Hubris is ruinous
Hubris is overreaching pride and arrogance. Many Greek tragedies have the gods punishing those like Oedipus. Shakespeare tragedies have circumstances punishing those like MacBeth and Othello. It seems that rarely do the electorates punish those with overreaching pride and arrogance. They do it by not voting and those with hubris never count the non-voters.
Scott Walker is one who is showing overreaching pride and arrogance in his abilities.
He touts his electoral success but ignores that he won with a low turn-out. Many other newly-elected Republican governors won with higher vote counts (of those who bother to vote). Those who signed the petition to recall Walker but then didn’t show up to vote were also arrogant.
He talks about the “invisible hand of the free market”, but ignores Adam Smith’s admonition of trusting those who live by profit.
He is proud to have passed a “right to fire” law, but ignores Smith noting that the masters could organize to keep wages down but it was illegal for the workers to organize to raise wages. If workers can refuse to pay union dues, is there a complimentary law that businesses can be part of Chambers of Commerce without paying dues?

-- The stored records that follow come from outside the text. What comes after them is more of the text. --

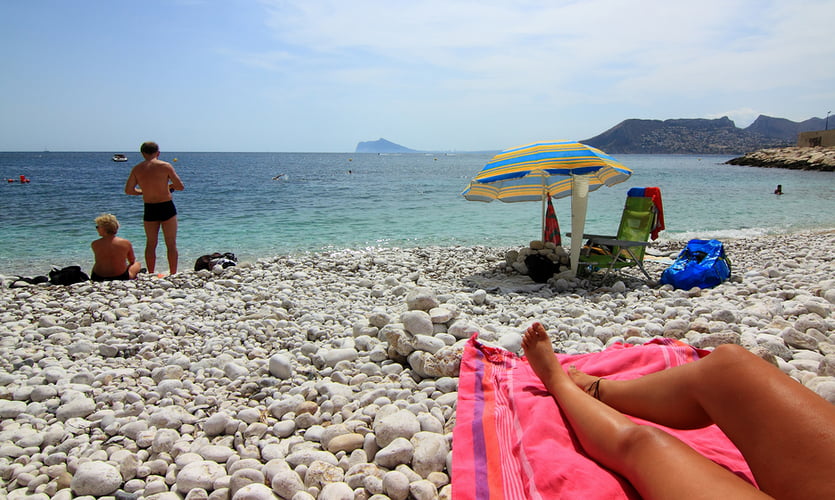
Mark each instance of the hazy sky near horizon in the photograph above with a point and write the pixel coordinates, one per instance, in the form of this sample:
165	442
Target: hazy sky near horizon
322	75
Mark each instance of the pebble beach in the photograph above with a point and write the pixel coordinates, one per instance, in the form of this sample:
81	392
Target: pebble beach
334	375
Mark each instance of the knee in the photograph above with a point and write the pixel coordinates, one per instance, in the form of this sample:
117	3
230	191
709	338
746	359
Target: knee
639	440
729	354
728	359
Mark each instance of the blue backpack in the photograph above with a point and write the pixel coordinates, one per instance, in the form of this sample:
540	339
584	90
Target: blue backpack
702	263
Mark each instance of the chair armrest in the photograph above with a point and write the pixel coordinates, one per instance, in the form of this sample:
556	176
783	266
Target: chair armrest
612	242
593	236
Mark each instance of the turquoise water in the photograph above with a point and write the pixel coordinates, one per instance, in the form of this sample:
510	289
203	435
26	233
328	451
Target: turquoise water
232	204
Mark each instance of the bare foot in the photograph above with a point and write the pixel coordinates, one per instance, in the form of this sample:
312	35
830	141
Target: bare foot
540	355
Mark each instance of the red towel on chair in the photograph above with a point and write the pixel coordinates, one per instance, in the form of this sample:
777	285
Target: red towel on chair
655	194
552	226
511	441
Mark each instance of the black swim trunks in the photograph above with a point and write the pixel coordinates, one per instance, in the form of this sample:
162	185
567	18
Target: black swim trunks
159	212
121	277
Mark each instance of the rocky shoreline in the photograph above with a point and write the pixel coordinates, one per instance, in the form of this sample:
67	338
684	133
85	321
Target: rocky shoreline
796	158
334	376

He thinks that facing down demonstrators qualifies him to take on the likes of ISIS. Facing demonstrators armed with pizzas is not same as facing a few thousand jihadists armed with AK-47s, rocket launchers and more. Also, he ignores the history of meddling in the Middle East; it has always backfired, maybe not right away, but within a few years.
I only have my keyboard against Scott Walker’s many microphones. If you are a Wisconsin voter who didn’t show up in one of more of Walker’s election “landslides”, please show up the next time.

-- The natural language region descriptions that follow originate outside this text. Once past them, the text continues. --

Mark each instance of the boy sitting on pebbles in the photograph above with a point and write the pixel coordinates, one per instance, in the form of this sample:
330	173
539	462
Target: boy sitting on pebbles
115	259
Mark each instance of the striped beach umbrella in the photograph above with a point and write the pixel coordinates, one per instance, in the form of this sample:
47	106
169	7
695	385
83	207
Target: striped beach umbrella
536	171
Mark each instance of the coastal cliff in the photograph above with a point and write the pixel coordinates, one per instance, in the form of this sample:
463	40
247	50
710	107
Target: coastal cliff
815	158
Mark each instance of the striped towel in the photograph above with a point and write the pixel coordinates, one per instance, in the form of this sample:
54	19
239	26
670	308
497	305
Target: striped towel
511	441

Many politicians other than Walker cite their belief in American exceptionalism. Sorry, but many people in other countries, well-governed or not, believe their countries are exceptional. The difference is that many of these people don’t think their exceptionalism gives them the right to tell other countries how to conduct their own affairs. Those who believe in American “exceptionalism” refuse to see how often the “gods” have punished this hubris: Viet Nam, Afghanistan, Iraq, Iran, and more. The proponents of the “domino theory” seemed to have ignored that a game of dominos can go off in unexpected directions.
The hubris of the jihadists of ISIS and other terror groups make the hubris of American politicians look like a parlor game. The jihadists claim they are doing Allah’s will, but how do they know this other than repeating it to each other? Where is their forgiveness to others that Allah gives them? And if they believe “Allahu Akbar” (“God is great”), can’t Allah right these “wrongs”.
If God could flood the entire world, killing thousands of pregnant women and their unborn children, couldn’t God send a lightning bolt to strike “blasphemers” dead? If God could destroy the tower of Babel, built out of bricks, couldn’t God bring down the skyscrapers of steel in all the cities of the non-believers? If God could destroy Sodom and Gomorrah because the residents were sinful, couldn’t God destroy all the much larger cities of today where there is much “sin” according to purists who believe in an Almighty God?
The greatest hubris of all is that of countries with nuclear weapons. They want to prevent other countries from having any capacity to build nuclear weapons, but they seem very disinclined to reduce the number of their own nuclear weapons. These nuclear countries are ready at a moment’s notice to cause more death and destruction than the God of the Old Testament did from the beginning of the world.
Mel wishes the pen were mightier than the sword far more often than it has been.